Nov 30, 2015

On Forgiveness

I don't know if Simon Wiesenthal's The Sunflower: On the Possibilities and Limits of Forgiveness (1976) is the first book to explore the possibilities and limits of forgiveness, but it is probably the most famous. 

Wiesenthal describes a dying Nazi soldier asking him for forgiveness for murdering Jews, which he does not grant.  He then has fifty-three distinguished people tell us how they would respond to such a request.

Three other, more recent books, come to mind which have understanding the enemy and/or forgiveness as its theme.  One is, Revenge: A Story of Hope (2003) by Laura Blumenfeld.  Her father was shot by the PLO and survived and she sought revenge. 

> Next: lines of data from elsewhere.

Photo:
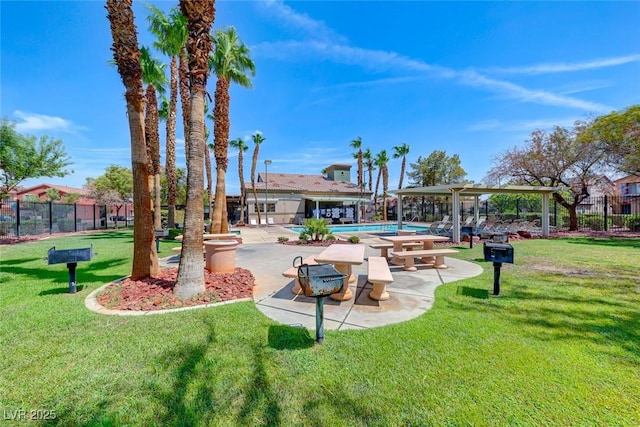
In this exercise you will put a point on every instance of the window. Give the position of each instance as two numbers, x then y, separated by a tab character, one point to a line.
271	207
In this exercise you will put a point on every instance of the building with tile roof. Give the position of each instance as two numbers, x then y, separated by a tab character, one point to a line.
290	198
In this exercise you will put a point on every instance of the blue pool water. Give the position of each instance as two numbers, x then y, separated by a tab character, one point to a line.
363	228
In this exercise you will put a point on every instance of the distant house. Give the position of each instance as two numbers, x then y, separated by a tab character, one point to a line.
290	198
628	188
40	192
598	187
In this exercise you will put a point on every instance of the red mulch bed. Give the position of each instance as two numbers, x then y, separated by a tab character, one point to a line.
157	293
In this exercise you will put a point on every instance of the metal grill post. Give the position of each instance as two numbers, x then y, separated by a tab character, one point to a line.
496	278
320	320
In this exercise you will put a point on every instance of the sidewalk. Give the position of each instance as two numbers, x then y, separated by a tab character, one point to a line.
411	293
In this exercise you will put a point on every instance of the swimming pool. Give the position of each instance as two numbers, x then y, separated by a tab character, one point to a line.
364	228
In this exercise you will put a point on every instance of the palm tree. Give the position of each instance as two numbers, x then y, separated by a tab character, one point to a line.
200	15
357	144
171	34
230	60
380	161
242	147
367	157
153	76
126	55
401	151
257	140
207	163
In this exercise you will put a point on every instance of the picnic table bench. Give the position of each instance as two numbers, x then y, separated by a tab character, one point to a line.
379	275
384	247
425	254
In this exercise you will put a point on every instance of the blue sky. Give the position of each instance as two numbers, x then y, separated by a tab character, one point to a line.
470	78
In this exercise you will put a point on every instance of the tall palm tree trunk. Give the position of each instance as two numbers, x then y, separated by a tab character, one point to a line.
170	161
385	188
183	72
153	150
200	16
207	166
127	56
221	134
243	189
254	162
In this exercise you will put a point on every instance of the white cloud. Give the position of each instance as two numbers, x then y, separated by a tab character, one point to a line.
512	90
328	45
563	67
521	125
30	122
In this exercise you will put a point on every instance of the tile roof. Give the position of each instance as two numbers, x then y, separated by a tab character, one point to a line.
304	183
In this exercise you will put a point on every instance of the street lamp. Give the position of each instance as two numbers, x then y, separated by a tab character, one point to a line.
266	191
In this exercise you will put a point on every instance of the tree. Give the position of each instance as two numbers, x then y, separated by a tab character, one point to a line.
239	144
357	145
561	157
401	151
127	57
155	79
380	161
367	157
437	169
618	135
114	187
231	61
207	166
257	140
52	194
23	157
171	32
200	16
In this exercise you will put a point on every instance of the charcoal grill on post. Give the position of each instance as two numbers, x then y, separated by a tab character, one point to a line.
71	257
498	253
319	281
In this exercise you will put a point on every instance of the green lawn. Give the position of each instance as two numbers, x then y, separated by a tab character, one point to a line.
561	346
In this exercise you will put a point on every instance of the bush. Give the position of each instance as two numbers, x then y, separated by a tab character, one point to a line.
65	225
316	228
594	224
173	232
617	220
633	222
32	227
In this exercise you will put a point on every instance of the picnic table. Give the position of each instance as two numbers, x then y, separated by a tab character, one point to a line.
215	236
427	243
343	257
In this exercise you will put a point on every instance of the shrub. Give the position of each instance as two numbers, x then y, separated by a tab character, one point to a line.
65	225
32	227
594	224
617	220
633	222
303	238
316	228
173	232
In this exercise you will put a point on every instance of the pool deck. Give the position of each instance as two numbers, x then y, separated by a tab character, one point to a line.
411	293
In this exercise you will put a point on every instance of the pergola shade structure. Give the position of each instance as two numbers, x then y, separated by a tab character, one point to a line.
455	191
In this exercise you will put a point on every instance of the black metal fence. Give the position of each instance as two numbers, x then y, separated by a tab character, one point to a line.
600	213
24	218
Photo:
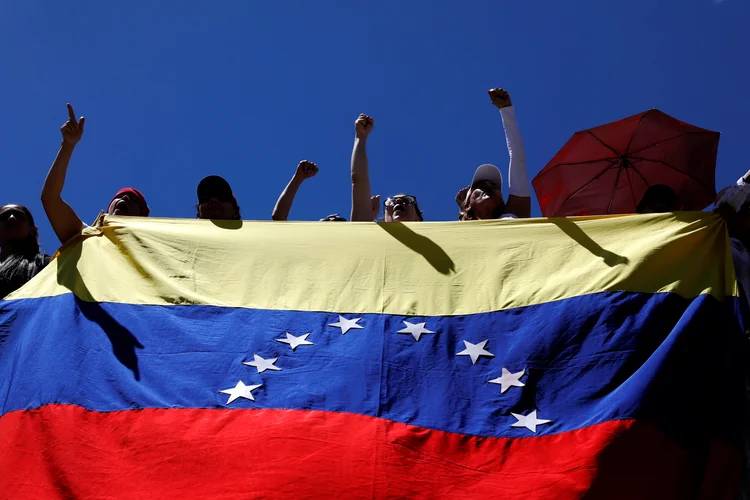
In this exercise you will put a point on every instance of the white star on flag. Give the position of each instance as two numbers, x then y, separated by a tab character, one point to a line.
475	350
415	329
347	324
262	364
295	342
529	421
508	380
240	391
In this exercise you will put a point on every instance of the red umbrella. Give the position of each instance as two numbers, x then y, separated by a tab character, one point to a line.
607	169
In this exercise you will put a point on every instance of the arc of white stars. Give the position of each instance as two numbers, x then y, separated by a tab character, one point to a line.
475	351
240	391
415	329
262	364
508	380
529	421
295	342
347	324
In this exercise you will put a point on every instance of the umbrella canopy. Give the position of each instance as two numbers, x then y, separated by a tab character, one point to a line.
607	169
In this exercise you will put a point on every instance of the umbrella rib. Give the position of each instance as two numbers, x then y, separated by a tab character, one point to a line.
632	135
630	185
683	134
542	174
603	143
587	184
614	190
690	176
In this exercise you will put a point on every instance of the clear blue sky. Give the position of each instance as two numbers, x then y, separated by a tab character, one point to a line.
173	91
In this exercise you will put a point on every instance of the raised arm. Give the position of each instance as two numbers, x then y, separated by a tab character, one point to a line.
362	203
63	219
305	170
519	193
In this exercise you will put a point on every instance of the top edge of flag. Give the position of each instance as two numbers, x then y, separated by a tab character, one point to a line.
444	268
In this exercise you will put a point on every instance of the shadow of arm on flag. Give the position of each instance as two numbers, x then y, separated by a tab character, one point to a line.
427	248
123	341
576	233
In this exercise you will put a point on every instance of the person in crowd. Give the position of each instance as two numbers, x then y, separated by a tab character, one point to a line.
733	204
20	256
305	170
333	218
65	222
657	199
216	200
398	208
483	198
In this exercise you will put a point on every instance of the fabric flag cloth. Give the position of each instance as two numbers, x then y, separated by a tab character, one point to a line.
543	358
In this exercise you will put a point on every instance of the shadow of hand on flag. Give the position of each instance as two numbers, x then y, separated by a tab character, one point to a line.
576	233
124	343
427	248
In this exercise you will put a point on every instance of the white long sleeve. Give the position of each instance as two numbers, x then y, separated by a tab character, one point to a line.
518	179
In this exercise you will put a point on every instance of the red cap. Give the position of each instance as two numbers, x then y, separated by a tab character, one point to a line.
138	196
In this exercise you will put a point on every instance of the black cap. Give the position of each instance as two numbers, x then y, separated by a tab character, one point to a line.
214	186
333	218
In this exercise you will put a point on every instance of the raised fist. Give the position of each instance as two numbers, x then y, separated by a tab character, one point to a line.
500	98
72	129
363	126
306	169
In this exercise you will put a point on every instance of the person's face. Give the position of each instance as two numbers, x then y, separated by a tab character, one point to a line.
124	204
14	224
401	208
484	199
217	209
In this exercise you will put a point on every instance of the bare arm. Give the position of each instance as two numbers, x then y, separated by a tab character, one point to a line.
519	193
362	205
305	170
62	217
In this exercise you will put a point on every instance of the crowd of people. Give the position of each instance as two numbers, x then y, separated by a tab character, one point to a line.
21	257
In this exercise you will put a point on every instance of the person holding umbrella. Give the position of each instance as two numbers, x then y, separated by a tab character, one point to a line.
483	198
630	166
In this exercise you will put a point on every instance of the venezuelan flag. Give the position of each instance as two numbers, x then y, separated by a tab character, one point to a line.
549	358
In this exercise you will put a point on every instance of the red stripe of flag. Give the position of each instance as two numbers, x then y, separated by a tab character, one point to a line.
67	451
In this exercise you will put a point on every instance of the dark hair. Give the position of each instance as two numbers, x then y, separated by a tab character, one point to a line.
416	205
198	211
24	262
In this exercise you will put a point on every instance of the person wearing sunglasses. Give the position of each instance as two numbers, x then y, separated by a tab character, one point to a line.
216	200
402	208
65	222
398	208
20	256
483	198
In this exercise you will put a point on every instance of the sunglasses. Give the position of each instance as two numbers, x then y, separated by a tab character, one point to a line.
406	199
19	214
485	186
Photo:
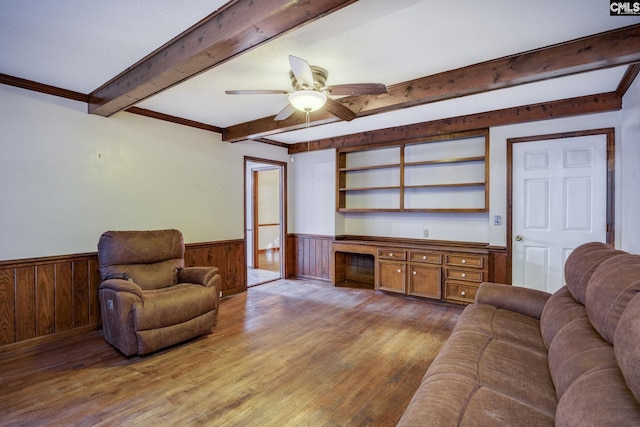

Not by the Sword: How the Love of a Cantor and His Family Transformed a Klansman (2012) by Watterson, is about how a Jewish cantor changes the life of a white supremacist by offering him friendship.

And a book I recently read is called The True American: Murder and Mercy in Texas (2015) by Giridharadas.  It's about white trash shooting what he thinks are Arabs after the WTC attack on 9/11 and the one victim who survives, a Bangladeshi, forgiving him and working hard to prevent his execution.

Lots of food for thought here about who has the right to forgive and whether forgiveness and understanding are always positive qualities.  Is there a G-dly standard for forgiveness?



1 comment:

  1. Note: "The True American" contains coarse language and descriptions since the murderer and his family speak that way and lead morally low lives.